A screen shot that was posted to social media yesterday featuring Som Sovanara (pictured) calling on security forces to be ready for a move against the government. Photo supplied
A screen shot that was posted to social media yesterday featuring Som Sovanara (pictured) calling on security forces to be ready for a move against the government. Photo supplied

‘Coup’ call renewed from Canada

A former soldier living in Canada who last month called on the armed forces to turn against the government renewed that call in a video posted yesterday, warning the government that it had 30 days to release jailed opposition members and rights workers or face the wrath of the armed forces.

Som Sovanara – a member of the dissident Khmer National Liberation Front, which bills itself as non-violent, but has been labelled a terrorist organisation by the prime minister – received asylum in Canada after fleeing Cambodia in 2013.

In the video, Sovanara repeats his call to the armed forces to “be ready to go against the authoritarian leadership of the CPP, Hun Sen and Yuon communists”, using a word for the Vietnamese considered derogatory by many.

He also goes on to demand the government release jailed opposition members, human rights activists and KNLF members within 30 days, and release CCTV footage of political analyst Kem Ley’s murder.

Despite his apparent allusions to a potential coup, Sovanara has previously insisted that his message is purely non-violent, and simply a call for “real democracy and peace”. Having served in the military in Preah Vihear between 2007 and 2010, he has also claimed he is in contact with current members of the military.
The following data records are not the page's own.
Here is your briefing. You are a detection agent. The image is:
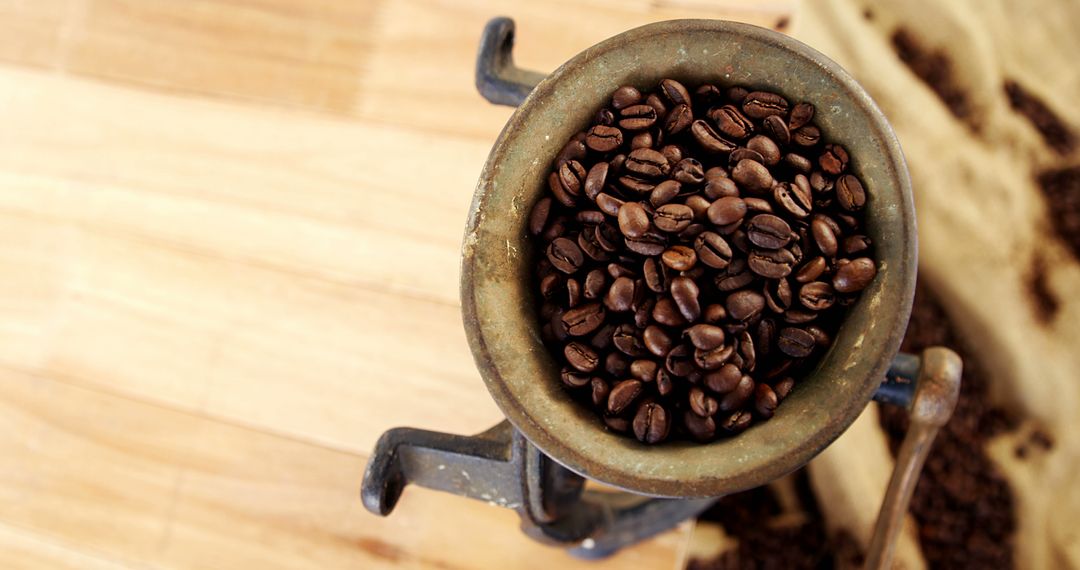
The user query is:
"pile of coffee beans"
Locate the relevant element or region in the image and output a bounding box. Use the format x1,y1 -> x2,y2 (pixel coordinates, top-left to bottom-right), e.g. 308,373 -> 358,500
528,79 -> 877,444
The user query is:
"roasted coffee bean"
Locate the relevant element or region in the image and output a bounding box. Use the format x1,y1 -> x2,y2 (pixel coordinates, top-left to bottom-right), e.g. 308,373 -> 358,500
690,386 -> 719,418
652,204 -> 693,233
607,380 -> 645,416
619,202 -> 650,238
642,325 -> 675,358
792,124 -> 821,147
836,174 -> 866,212
664,105 -> 693,136
634,402 -> 671,444
563,341 -> 600,372
720,376 -> 754,411
683,410 -> 716,444
669,159 -> 705,186
683,324 -> 724,351
585,125 -> 622,152
746,214 -> 792,249
649,180 -> 693,207
671,276 -> 701,323
664,344 -> 694,377
623,148 -> 671,178
777,327 -> 815,358
563,302 -> 605,337
619,105 -> 658,131
652,297 -> 686,327
833,257 -> 877,293
746,249 -> 795,279
818,145 -> 848,176
764,114 -> 792,146
754,383 -> 780,420
799,281 -> 836,311
611,85 -> 642,110
690,119 -> 735,152
625,231 -> 667,256
546,238 -> 585,273
708,105 -> 754,140
742,91 -> 787,119
705,178 -> 739,200
731,160 -> 773,193
787,103 -> 813,131
559,366 -> 590,388
660,79 -> 691,106
746,135 -> 781,166
660,245 -> 698,271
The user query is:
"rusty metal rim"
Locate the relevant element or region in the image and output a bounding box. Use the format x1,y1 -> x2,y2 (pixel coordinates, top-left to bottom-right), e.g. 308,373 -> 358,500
461,19 -> 917,498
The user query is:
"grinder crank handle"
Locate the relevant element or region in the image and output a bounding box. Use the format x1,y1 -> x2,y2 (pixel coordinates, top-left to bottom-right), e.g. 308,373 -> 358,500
864,347 -> 963,570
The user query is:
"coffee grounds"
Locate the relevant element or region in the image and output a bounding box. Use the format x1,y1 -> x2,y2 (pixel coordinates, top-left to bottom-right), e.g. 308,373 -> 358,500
892,28 -> 980,132
688,287 -> 1015,570
1003,79 -> 1077,154
1038,165 -> 1080,259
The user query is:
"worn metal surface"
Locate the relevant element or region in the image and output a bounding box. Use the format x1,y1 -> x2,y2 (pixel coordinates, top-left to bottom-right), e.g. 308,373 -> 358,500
461,21 -> 917,498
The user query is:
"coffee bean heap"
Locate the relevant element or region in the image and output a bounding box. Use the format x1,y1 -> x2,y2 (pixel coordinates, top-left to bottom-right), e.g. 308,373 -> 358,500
528,79 -> 877,444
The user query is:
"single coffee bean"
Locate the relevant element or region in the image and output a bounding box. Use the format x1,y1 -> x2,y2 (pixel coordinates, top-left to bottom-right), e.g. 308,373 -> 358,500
652,204 -> 693,233
529,196 -> 551,235
746,249 -> 795,279
777,327 -> 815,358
585,125 -> 622,152
818,145 -> 848,176
764,114 -> 792,146
705,178 -> 739,200
833,257 -> 877,293
672,159 -> 705,186
664,344 -> 694,378
706,196 -> 746,226
546,238 -> 585,273
604,276 -> 634,313
683,410 -> 716,444
563,302 -> 605,337
724,289 -> 765,321
611,85 -> 642,110
683,324 -> 724,351
649,180 -> 693,207
672,276 -> 701,323
787,103 -> 813,131
754,383 -> 780,420
693,344 -> 735,370
690,119 -> 735,153
596,192 -> 624,217
607,380 -> 645,416
708,105 -> 754,140
634,402 -> 671,444
799,281 -> 836,311
792,124 -> 821,147
563,341 -> 600,372
619,202 -> 649,238
558,366 -> 590,388
652,297 -> 686,327
746,214 -> 792,249
746,135 -> 783,166
619,105 -> 658,131
660,245 -> 698,271
623,148 -> 671,178
642,325 -> 675,358
720,376 -> 754,411
836,174 -> 866,212
731,160 -> 773,193
742,91 -> 787,119
664,105 -> 693,136
660,79 -> 690,106
690,386 -> 719,418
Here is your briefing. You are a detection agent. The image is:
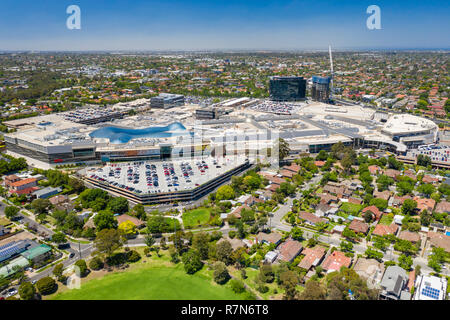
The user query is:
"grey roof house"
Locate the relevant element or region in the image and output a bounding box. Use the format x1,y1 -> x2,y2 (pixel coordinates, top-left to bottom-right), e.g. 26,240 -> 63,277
380,266 -> 411,300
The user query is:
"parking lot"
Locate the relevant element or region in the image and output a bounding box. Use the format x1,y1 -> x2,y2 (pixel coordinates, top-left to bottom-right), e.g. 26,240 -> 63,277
407,146 -> 450,162
86,157 -> 245,194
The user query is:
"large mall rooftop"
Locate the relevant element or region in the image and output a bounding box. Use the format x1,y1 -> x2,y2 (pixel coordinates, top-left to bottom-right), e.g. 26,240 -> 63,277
5,100 -> 438,169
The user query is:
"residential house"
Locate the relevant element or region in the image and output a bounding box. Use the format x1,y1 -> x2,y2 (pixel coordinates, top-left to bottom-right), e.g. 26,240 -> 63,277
353,258 -> 385,289
434,201 -> 450,213
380,266 -> 411,300
373,190 -> 391,201
362,206 -> 383,221
414,275 -> 447,301
314,160 -> 326,168
21,244 -> 52,263
264,251 -> 278,263
32,187 -> 62,199
228,204 -> 252,219
427,231 -> 450,253
384,169 -> 401,180
3,174 -> 21,189
413,196 -> 436,214
368,165 -> 382,176
278,239 -> 303,262
322,250 -> 352,272
348,219 -> 369,234
298,246 -> 327,271
298,211 -> 328,226
372,223 -> 398,237
403,169 -> 417,180
282,163 -> 301,174
398,230 -> 420,243
388,195 -> 412,208
217,237 -> 247,250
422,174 -> 439,184
256,232 -> 282,245
0,225 -> 11,237
331,224 -> 345,234
280,170 -> 295,179
348,197 -> 363,204
317,193 -> 339,204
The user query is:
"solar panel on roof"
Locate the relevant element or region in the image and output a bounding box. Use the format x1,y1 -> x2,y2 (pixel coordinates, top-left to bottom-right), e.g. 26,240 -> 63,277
422,286 -> 440,300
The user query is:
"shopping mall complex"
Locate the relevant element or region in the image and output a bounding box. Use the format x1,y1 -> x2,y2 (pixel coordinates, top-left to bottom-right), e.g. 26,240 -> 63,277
4,98 -> 438,203
5,101 -> 438,166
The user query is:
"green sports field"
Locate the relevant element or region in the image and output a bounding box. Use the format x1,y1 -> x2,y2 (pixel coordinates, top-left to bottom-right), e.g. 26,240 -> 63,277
183,208 -> 211,228
52,258 -> 242,300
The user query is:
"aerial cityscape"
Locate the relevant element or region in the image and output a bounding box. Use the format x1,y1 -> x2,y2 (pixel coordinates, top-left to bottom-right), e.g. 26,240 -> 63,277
0,1 -> 450,306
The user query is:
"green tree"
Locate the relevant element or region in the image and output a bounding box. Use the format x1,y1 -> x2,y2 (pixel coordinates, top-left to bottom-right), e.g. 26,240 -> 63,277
94,210 -> 117,232
216,240 -> 233,265
18,282 -> 36,300
275,138 -> 291,161
94,229 -> 123,257
108,197 -> 128,214
216,185 -> 235,201
402,199 -> 417,215
52,232 -> 67,243
31,199 -> 52,215
417,183 -> 436,198
213,261 -> 230,284
364,247 -> 383,261
181,249 -> 203,274
5,206 -> 20,220
398,254 -> 413,271
291,227 -> 303,241
74,259 -> 89,277
192,232 -> 210,260
36,277 -> 58,296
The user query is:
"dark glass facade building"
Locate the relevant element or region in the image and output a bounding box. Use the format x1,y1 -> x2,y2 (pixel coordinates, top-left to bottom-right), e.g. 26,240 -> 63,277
311,76 -> 331,102
269,77 -> 306,101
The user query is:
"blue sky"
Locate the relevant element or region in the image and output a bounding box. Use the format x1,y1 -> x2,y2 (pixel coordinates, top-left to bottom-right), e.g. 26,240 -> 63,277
0,0 -> 450,50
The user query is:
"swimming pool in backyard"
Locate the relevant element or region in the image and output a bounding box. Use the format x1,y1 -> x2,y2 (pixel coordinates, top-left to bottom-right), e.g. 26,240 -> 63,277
89,122 -> 193,144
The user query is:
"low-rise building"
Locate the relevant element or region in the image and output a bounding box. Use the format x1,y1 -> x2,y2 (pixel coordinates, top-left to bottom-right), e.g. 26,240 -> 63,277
256,232 -> 282,245
278,239 -> 303,262
398,230 -> 420,243
298,246 -> 327,271
322,250 -> 352,272
414,275 -> 447,300
353,258 -> 384,288
348,219 -> 369,234
380,266 -> 411,300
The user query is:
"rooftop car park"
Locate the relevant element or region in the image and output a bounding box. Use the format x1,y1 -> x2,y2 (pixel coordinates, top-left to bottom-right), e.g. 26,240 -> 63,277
85,156 -> 250,203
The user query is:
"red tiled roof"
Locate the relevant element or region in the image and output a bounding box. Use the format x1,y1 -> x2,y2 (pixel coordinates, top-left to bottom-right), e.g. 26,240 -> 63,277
398,230 -> 420,242
372,223 -> 398,237
362,206 -> 383,220
322,251 -> 352,271
298,211 -> 327,224
11,178 -> 37,187
278,240 -> 303,261
348,219 -> 369,234
298,246 -> 326,270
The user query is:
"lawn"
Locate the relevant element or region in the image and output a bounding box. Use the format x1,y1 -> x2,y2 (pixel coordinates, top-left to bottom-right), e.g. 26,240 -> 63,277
0,218 -> 11,226
49,250 -> 246,300
183,208 -> 211,228
339,202 -> 362,216
380,214 -> 394,226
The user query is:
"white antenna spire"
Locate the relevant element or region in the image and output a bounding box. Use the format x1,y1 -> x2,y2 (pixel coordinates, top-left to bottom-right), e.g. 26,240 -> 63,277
328,45 -> 334,100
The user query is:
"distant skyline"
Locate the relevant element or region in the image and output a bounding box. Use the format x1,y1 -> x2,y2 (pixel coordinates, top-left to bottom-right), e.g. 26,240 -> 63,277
0,0 -> 450,51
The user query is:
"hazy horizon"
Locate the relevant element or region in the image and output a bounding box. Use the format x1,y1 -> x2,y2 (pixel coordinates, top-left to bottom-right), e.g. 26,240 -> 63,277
0,0 -> 450,52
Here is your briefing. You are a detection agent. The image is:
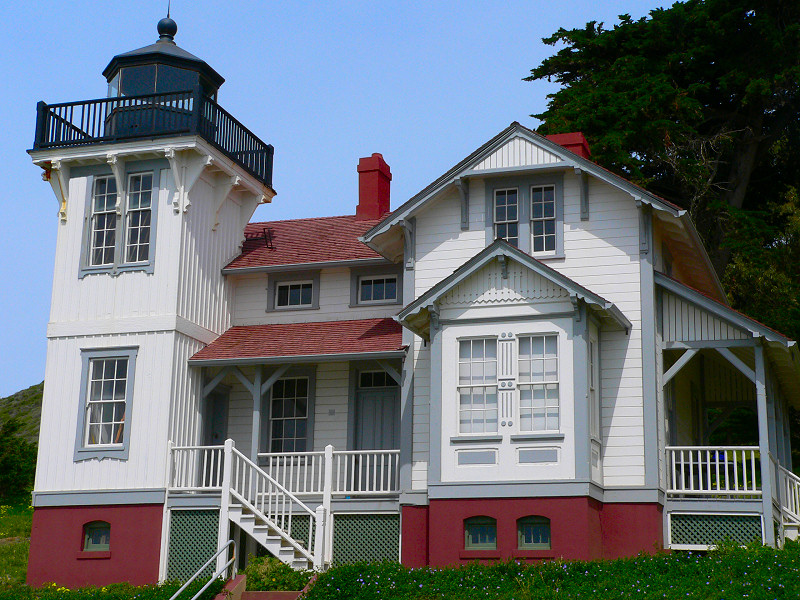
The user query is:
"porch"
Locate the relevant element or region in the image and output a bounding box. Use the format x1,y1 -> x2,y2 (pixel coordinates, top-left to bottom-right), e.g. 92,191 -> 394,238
656,274 -> 800,550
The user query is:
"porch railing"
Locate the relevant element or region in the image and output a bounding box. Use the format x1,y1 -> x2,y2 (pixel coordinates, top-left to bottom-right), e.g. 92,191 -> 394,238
258,446 -> 400,497
667,446 -> 761,498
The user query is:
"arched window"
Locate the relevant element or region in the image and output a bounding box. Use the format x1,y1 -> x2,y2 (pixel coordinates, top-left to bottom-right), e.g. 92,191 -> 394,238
464,517 -> 497,550
517,516 -> 550,550
83,521 -> 111,552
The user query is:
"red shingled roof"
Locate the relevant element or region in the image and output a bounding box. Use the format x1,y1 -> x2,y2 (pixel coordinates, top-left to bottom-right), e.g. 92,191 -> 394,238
189,319 -> 403,361
225,215 -> 388,270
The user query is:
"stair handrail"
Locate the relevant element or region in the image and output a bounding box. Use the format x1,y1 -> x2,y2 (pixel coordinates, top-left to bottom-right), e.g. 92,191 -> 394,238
169,540 -> 236,600
226,442 -> 324,566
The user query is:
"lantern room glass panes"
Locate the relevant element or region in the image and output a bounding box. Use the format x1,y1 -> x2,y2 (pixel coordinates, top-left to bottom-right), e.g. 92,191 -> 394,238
494,188 -> 519,247
531,185 -> 556,253
125,173 -> 153,263
518,334 -> 559,431
84,358 -> 128,446
89,177 -> 117,266
458,338 -> 497,433
270,377 -> 308,452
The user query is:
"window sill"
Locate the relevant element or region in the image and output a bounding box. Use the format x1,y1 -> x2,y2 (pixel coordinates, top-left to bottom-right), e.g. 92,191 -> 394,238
511,548 -> 556,559
450,435 -> 503,444
75,550 -> 111,560
511,433 -> 564,442
458,550 -> 501,560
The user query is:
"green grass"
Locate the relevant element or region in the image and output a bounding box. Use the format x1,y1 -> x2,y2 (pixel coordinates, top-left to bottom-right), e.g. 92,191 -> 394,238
306,544 -> 800,600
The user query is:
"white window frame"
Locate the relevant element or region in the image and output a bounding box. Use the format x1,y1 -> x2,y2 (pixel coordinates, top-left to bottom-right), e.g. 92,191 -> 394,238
275,279 -> 314,310
530,183 -> 563,256
492,187 -> 520,248
356,273 -> 400,304
456,336 -> 500,436
74,348 -> 138,461
516,332 -> 562,433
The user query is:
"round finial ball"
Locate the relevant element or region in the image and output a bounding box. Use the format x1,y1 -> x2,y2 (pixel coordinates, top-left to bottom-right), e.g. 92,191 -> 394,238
158,17 -> 178,37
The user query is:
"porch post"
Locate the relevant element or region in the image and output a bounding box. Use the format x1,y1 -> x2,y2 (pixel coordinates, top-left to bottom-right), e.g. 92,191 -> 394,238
250,366 -> 261,464
753,344 -> 775,548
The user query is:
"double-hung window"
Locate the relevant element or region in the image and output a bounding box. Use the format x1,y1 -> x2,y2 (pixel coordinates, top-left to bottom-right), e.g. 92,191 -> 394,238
494,188 -> 519,247
81,166 -> 154,276
270,377 -> 309,452
75,348 -> 136,460
518,334 -> 559,431
531,185 -> 556,254
458,338 -> 497,434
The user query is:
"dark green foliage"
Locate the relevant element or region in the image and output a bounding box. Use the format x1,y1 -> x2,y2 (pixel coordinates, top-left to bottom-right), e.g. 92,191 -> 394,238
0,579 -> 224,600
527,0 -> 800,276
244,556 -> 314,591
306,543 -> 800,600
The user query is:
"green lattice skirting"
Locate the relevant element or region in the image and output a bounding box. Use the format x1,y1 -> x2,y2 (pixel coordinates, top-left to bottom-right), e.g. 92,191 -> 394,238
670,514 -> 761,546
167,510 -> 219,581
333,514 -> 400,565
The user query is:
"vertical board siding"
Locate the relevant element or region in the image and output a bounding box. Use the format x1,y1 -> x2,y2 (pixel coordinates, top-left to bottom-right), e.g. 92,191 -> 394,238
234,265 -> 400,325
661,290 -> 749,342
473,137 -> 561,171
35,332 -> 177,491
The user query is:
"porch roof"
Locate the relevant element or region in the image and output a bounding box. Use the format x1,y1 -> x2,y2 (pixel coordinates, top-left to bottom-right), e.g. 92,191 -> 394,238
189,319 -> 405,366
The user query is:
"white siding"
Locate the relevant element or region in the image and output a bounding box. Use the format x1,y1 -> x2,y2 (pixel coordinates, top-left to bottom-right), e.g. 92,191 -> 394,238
661,291 -> 751,342
35,332 -> 177,491
229,266 -> 400,325
473,138 -> 561,171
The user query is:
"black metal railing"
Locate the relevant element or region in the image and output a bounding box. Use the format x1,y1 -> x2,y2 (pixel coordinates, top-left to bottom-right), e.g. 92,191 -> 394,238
33,88 -> 274,186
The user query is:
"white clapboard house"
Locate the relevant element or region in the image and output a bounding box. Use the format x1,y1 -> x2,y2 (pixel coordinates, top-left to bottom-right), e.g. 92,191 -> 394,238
28,19 -> 800,585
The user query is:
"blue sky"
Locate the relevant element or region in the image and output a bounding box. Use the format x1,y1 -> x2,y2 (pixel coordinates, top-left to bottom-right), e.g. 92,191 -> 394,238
0,0 -> 660,396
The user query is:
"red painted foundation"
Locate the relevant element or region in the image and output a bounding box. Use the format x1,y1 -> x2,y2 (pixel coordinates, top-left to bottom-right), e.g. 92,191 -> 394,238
401,497 -> 663,567
28,504 -> 164,588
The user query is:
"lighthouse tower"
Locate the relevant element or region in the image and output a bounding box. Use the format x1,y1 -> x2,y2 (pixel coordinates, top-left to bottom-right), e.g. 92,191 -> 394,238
28,18 -> 275,587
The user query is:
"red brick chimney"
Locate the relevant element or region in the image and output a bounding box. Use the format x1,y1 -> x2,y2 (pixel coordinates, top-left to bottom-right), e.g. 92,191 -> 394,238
545,131 -> 591,158
356,152 -> 392,221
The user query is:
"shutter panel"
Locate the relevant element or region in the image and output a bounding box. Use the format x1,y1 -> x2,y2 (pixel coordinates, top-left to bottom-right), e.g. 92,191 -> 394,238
497,333 -> 517,427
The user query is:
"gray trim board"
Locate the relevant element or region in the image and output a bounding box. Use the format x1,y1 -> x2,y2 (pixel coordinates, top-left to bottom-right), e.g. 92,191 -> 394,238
72,346 -> 139,462
189,350 -> 406,367
266,271 -> 319,312
222,257 -> 394,275
33,488 -> 166,508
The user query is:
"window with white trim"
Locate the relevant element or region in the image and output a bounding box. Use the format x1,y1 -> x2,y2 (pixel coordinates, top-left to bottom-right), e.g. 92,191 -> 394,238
358,275 -> 397,304
125,173 -> 153,263
275,281 -> 314,308
458,338 -> 498,434
518,334 -> 559,431
494,188 -> 519,247
270,377 -> 309,452
531,185 -> 556,254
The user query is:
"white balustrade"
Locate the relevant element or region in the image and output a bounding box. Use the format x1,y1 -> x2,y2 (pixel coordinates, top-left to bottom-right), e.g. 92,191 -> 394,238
667,446 -> 761,498
168,446 -> 224,491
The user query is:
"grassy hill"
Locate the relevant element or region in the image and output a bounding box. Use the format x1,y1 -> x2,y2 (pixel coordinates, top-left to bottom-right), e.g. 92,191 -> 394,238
0,382 -> 44,444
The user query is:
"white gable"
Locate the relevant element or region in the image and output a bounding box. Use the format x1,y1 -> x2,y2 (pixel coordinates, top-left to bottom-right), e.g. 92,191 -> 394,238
439,259 -> 569,306
472,137 -> 563,171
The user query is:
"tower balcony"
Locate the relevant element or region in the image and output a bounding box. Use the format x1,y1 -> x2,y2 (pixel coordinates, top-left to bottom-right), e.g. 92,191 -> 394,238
33,86 -> 274,187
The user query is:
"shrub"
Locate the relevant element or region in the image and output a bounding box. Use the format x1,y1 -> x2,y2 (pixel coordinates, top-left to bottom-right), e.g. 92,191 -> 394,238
244,555 -> 314,592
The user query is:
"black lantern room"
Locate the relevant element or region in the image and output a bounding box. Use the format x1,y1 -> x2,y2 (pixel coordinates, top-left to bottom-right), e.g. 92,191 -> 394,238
103,17 -> 225,101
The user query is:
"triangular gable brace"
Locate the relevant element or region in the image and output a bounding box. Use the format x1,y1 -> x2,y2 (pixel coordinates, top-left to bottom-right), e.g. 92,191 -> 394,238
397,240 -> 631,340
359,122 -> 686,245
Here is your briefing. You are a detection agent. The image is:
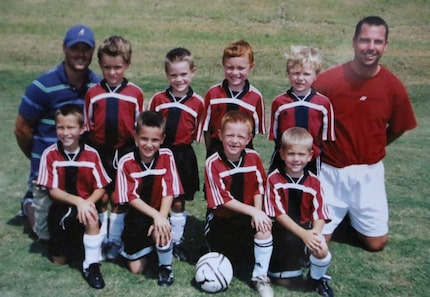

Defence Ministry spokesman Chhum Socheat yesterday said Sovanara’s call to arms was “stupid”, and accused him of provoking violence against the government.

“Any armed forces acting against the legal government is an illegal action, and the Cambodian people will not accept that . . . We are working in cooperation with other partners to spot him . . . but we have not yet spotted him,” Socheat added, while refusing to say whether Cambodian authorities had reached out to their Canadian counterparts for help.